In the first poetic collection Longfellow Night voices (Voices of the Night, 1839) was published poem Psalm of life, earned him glory in all sectors of society. Ballads and other poems (Ballads and Other Poems, 1842) included the loss of 'Evening Star', The Village Blacksmith, and Excelsior. In 1843, he remarried and bought a house in Cambridge.
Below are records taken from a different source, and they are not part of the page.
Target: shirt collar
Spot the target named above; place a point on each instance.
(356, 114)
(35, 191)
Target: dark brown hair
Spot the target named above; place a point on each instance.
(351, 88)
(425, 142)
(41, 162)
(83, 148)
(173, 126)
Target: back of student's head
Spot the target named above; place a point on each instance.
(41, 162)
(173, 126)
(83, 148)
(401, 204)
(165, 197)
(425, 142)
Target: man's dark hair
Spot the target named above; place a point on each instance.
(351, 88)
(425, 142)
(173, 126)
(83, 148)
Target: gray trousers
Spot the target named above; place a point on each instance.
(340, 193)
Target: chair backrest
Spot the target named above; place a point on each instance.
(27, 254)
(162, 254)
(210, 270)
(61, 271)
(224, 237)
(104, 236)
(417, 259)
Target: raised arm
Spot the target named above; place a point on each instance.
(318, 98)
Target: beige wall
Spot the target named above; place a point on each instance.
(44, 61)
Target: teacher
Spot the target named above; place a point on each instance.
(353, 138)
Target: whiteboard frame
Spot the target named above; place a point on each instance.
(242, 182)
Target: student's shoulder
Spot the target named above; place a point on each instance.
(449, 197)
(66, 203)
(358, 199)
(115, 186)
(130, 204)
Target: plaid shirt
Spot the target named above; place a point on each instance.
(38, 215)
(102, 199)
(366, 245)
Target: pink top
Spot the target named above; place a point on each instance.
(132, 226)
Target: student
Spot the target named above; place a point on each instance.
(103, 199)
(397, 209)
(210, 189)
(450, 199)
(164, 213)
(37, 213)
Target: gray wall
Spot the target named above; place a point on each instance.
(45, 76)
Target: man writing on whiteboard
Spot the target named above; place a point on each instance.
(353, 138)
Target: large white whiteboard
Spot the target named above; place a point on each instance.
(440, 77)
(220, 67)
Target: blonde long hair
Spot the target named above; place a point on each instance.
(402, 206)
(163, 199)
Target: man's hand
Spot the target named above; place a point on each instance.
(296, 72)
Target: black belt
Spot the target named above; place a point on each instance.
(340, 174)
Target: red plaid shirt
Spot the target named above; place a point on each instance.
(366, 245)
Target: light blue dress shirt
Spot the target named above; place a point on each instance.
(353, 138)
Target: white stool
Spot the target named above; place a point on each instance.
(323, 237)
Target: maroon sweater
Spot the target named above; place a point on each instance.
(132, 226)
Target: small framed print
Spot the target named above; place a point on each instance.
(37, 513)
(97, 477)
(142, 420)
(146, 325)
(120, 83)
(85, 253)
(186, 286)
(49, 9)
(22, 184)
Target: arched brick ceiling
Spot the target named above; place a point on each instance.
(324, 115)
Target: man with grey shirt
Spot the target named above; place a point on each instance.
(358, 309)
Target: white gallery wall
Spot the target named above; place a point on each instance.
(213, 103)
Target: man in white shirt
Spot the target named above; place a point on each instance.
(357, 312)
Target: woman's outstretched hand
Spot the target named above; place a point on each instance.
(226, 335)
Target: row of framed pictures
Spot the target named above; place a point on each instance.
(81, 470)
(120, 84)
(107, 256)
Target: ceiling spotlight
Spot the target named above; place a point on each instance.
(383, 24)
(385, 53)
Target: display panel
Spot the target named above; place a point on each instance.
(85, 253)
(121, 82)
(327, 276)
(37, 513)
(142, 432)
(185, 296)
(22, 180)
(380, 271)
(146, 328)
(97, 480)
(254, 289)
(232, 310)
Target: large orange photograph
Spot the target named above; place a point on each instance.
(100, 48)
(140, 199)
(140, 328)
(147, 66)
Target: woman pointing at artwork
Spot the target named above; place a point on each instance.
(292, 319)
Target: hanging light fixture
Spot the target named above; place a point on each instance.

Large, . unrhymed dactylic hexameter poem Evangeline: Prairie Acadian story (Evangeline: A Tale of Acadie, . 1847) tells of his travels expelled from Acadia (province in Canada) in 1755 and separated lovers, despite the heavy size and excessive sentimentality, . Longfellow's poem is a masterpiece,
. In his mature years of family happiness, he also created the Golden Legend (The Golden Legend, . 1851), . The Song of Hiawatha (The Song of Hiawatha, . 1855) and the narrative poem in rhyming hexameter Courtship Miles Standish (The Courtship of Miles Standish, . 1858), . plot which is based on folk tales and historical evidence about the event, . what happened in New England at the dawn of colonization,
Unrhymed chetyrehstopnym trochee narrative poem The Song of Hiawatha owes its appearance G. R. Schoolcraft (1793-1864), who published the legends Ojibwe Indians, and the size of the Finnish epic Kalevala. Hiawatha overestimated, wrongly calling a truly Indian epics: in fact, it was a new phenomenon of literature romanticism. A young American Indian Hiawatha, reared in the Ojibwe tribe, as a child learned the language of birds and animals. Magic gloves give him supernatural powers, magic moccasins can do each step of a mile. They help him pay his due to his father, Medzhekivisu, the personification of the West Wind, for evil, that he caused his mother, Venone. Being the leader of the tribe, Hiawatha protects him for many years cloudless peace. His marriage to Maid Minnehaha celebrate the feast and song, but in the end, death, famine, and white men are destroying the Indians. Hiawatha friends are dying, dying Minnehaha, and Hiawatha himself, giving his people the Council to adopt a new religion of white clergymen, sailed to the Islands of the Blessed
. The tragic death of his second wife in 1861 Longfellow plunged into a deep depression, . but the cycle of poems, stories roadside hotel (Tales of a Wayside Inn), . The race which included Paul Revere, . The Legend of Rabbi Ben Levy and the Saga of King Olaf, . testified about his creative rebirth,
. Stories came out in three editions in 1863, 1872 and 1874 (single volume was published in 1886). Longfellow used this framework to the track on the model Dzh.Chosera and Dzh.Bokkachcho: poem (of 21) are presented as the history, alternately narrated in the warm company fireside rural hotels. For several years, he translated the Divine Comedy by Dante. The result of this work (three volumes, 1865-1867) was a very literate literal translation of the text unrhymed terza rima. In recent years, Longfellow's life was suffering from rheumatism, but never lost courage and spirit of efficiency. Longfellow died in Cambridge (Massachusetts) March 24, 1882.